Environment is SP 2013 on-premises with March PU and October CU applied. I have two web applications using host headers, both on port 443, both using the same SAN ssl cert:
- sharepoint.contoso.com
- mysite.contoso.com
The server is an Azure virtual machine, so I'm limited to using a single IP address. The VM's FQDN name is sharepoint.contoso.com.
I followed the instructions here:
Configure an environment for apps for SharePoint (SharePoint 2013)
and here:
Enable apps in AAM or host-header environments for SharePoint 2013
I ran this command:
New-SPWebApplicationAppDomain -AppDomain contosoapps.com -WebApplication https://sharepoint.contoso.com -Zone Default -Port 10000 -SecureSocketsLayer
This created a binding on the sharepoint.contoso.com IIS web application on port 10000, using the wildcard ssl cert for contosoapps.com.
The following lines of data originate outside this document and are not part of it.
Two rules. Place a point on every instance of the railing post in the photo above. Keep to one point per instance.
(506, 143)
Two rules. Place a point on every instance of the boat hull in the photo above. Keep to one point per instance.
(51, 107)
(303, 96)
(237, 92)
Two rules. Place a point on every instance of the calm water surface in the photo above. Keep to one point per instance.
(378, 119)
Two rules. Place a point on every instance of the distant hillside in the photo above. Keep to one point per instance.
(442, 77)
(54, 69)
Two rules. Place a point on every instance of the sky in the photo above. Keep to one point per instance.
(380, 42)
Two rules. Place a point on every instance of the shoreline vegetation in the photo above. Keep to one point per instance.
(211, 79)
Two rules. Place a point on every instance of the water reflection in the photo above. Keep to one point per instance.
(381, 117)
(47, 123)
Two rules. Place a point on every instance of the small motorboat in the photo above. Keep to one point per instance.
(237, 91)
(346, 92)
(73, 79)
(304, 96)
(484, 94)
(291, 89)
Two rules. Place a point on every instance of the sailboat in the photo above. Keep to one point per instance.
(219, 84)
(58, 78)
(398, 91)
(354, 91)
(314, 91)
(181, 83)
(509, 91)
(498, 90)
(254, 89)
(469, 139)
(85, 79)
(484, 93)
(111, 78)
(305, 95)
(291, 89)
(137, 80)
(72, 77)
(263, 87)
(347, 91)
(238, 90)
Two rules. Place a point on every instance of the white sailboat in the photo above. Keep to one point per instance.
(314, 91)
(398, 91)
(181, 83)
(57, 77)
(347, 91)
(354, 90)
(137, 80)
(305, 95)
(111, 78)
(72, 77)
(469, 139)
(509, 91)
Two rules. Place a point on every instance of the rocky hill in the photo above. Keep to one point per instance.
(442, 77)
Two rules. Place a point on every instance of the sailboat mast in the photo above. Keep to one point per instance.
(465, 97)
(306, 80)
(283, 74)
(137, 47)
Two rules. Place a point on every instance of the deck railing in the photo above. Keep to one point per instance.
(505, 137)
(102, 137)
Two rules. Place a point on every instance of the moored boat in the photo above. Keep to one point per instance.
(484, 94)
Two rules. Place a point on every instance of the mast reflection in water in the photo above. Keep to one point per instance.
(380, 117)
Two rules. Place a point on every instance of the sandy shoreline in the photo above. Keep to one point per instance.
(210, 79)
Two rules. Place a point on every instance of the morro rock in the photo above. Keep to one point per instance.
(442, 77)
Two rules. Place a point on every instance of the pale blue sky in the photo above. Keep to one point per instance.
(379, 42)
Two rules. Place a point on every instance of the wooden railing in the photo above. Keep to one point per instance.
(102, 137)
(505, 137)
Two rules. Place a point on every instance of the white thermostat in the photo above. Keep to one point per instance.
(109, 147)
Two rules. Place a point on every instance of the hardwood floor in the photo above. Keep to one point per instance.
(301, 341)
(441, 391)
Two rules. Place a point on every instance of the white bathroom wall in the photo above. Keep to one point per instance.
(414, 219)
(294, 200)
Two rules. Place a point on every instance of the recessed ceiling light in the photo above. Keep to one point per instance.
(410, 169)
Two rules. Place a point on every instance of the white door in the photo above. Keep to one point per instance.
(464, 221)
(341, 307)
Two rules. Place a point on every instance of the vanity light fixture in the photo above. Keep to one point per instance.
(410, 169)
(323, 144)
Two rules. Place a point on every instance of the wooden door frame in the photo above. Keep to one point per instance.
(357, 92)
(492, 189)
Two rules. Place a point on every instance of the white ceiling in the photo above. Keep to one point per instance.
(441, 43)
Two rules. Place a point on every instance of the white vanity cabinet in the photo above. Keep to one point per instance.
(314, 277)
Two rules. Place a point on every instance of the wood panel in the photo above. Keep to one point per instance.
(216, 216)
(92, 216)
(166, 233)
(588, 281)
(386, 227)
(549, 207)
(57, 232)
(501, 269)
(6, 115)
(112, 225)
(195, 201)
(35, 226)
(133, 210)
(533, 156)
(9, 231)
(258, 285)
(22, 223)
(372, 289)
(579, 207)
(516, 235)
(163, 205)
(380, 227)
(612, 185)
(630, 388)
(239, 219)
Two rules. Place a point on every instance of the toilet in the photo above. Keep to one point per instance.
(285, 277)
When I run the app, I end up getting a certificate warning, and when I continue through, a 404. In Fiddler, I can see that the first request is to /dev/_layouts/15/appredirect.aspx, with a 302 result. The next request is a tunnel to apps-5b3bd8632cbd8d.contosoapps.com:443. This is where I get the certificate warning, because it's attempting to make a tunnel using the SAN certificate for contoso.com. When I continue through, I get the 404 for apps-5b3bd8632cbd8d.contosoapps.com/dev/BasicSharePointHostedApp/Pages/Default.aspx?SPHostUrl=https%3A%2F%2Fsharepoint%2Econtoso%2Ecom%2Fdev&SPLanguage=en%2DUS&SPClientTag=0&SPProductNumber=15%2E0%2E4481%2E1005&SPAppWebUrl=https%3A%2F%2Fapps%2D5b3bd8632cbd8d%2Econtosoapps%2Ecom%2Fdev%2FBasicSharePointHostedApp.
What I don't understand is this: I configured the AppDomain for port 10000. Why are requests being made on port 443?
I believe I could get around this by creating an empty SharePoint web application on port 443 without a host header. But I'm trying to avoid that, because I then have to use SNI since I have a single IP limit, which I don't want to do for other reasons. I should be able to get this all to work on a single IP without SNI, no?